This is an automated email from the ASF dual-hosted git repository.

yiguolei pushed a commit to branch branch-4.1
in repository https://gitbox.apache.org/repos/asf/doris.git


The following commit(s) were added to refs/heads/branch-4.1 by this push:
     new fcb04595b4c [fix](be) Catch std exceptions in pipeline scheduler 
(#65019)
fcb04595b4c is described below

commit fcb04595b4ca7bd95fcf0c02e7027a5a1119fcc3
Author: HappenLee <[email protected]>
AuthorDate: Tue Jun 30 19:36:17 2026 +0800

    [fix](be) Catch std exceptions in pipeline scheduler (#65019)
    
    ### What problem does this PR solve?
    
    Issue Number: None
    
    Related PR: #64934
    
    Problem Summary: Backport #64934 to branch-4.1. Pipeline task execution
    is wrapped by ASSIGN_STATUS_IF_CATCH_EXCEPTION, which converts Doris
    exceptions to Status but lets std::exception-derived exceptions escape
    the scheduler worker thread.

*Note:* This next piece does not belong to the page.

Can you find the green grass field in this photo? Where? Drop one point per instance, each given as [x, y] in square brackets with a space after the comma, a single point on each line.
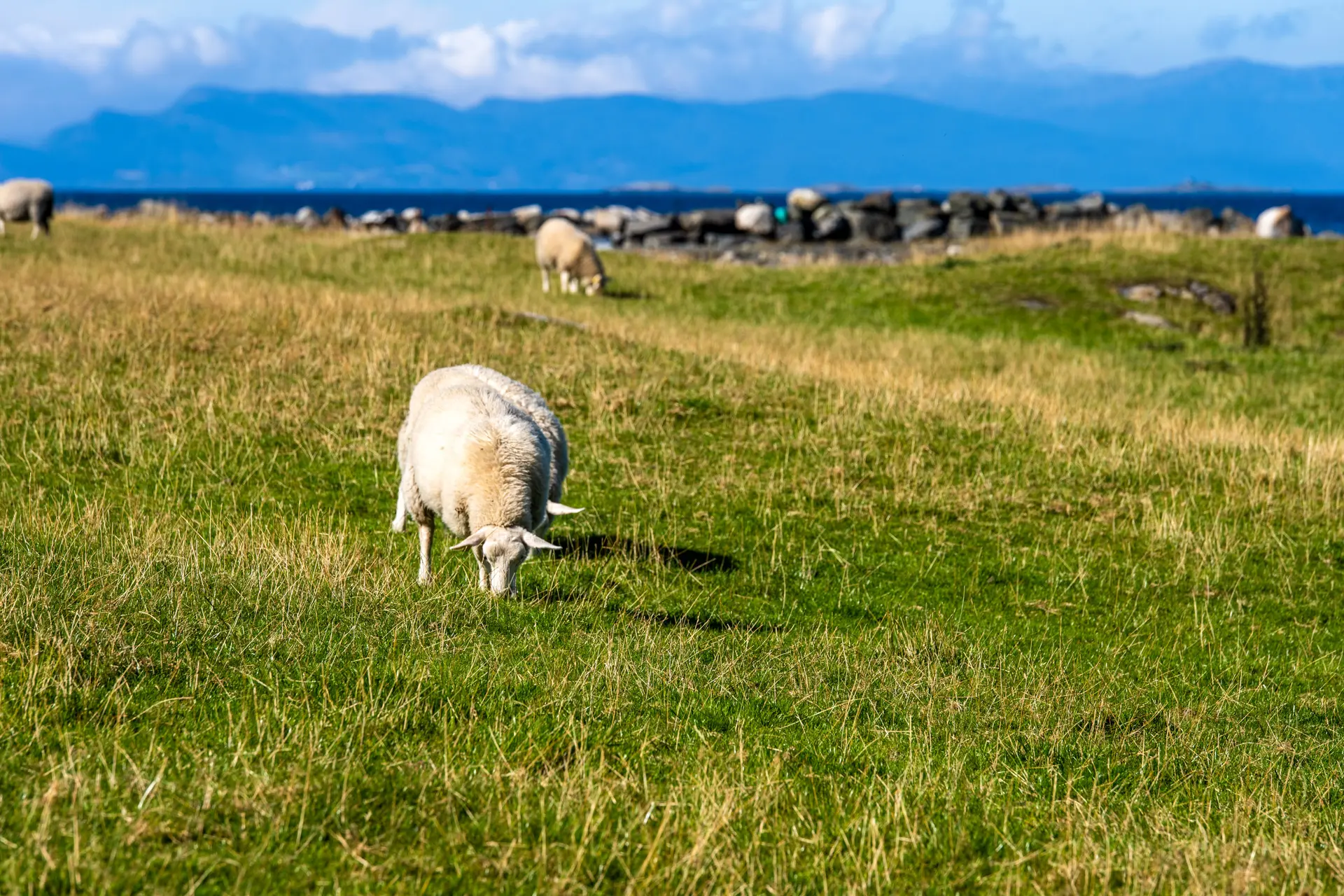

When task execution throws an STL exception
    such as std::out_of_range, the worker can terminate the BE process
    instead of returning a query error. This change adds a scheduler-level
    std::exception fallback around the existing Doris exception handling and
    preserves branch-4.1's pipeline tracer logic, converting std::exception
    failures to InternalError so the existing cancel and close path handles
    the failed task. A unit test covers a task whose execute() throws
    std::out_of_range.
    
    ### Release note
    
    Fix pipeline task execution to return a query error for
    std::exception-derived failures instead of aborting the backend.
    
    ### Check List (For Author)
    
    - Test:
    - Unit Test: ./run-be-ut.sh -j 48 --run
    --filter=PipelineTaskTest.TEST_SCHEDULER_CATCH_STD_EXCEPTION
    - Manual test: PATH=/mnt/disk6/common/ldb_toolchain_toucan/bin:$PATH
    build-support/clang-format.sh
    - Manual test: PATH=/mnt/disk6/common/ldb_toolchain_toucan/bin:$PATH
    build-support/check-format.sh
        - Manual test: git diff --check upstream/branch-4.1..HEAD
    - Behavior changed: Yes. std::exception-derived failures thrown from
    pipeline task execution now become query errors instead of escaping the
    scheduler worker.
    - Does this need documentation: No
---
 be/src/exec/pipeline/task_scheduler.cpp      | 41 ++++++------
 be/test/exec/pipeline/pipeline_task_test.cpp | 96 ++++++++++++++++++++++++++++
 2 files changed, 119 insertions(+), 18 deletions(-)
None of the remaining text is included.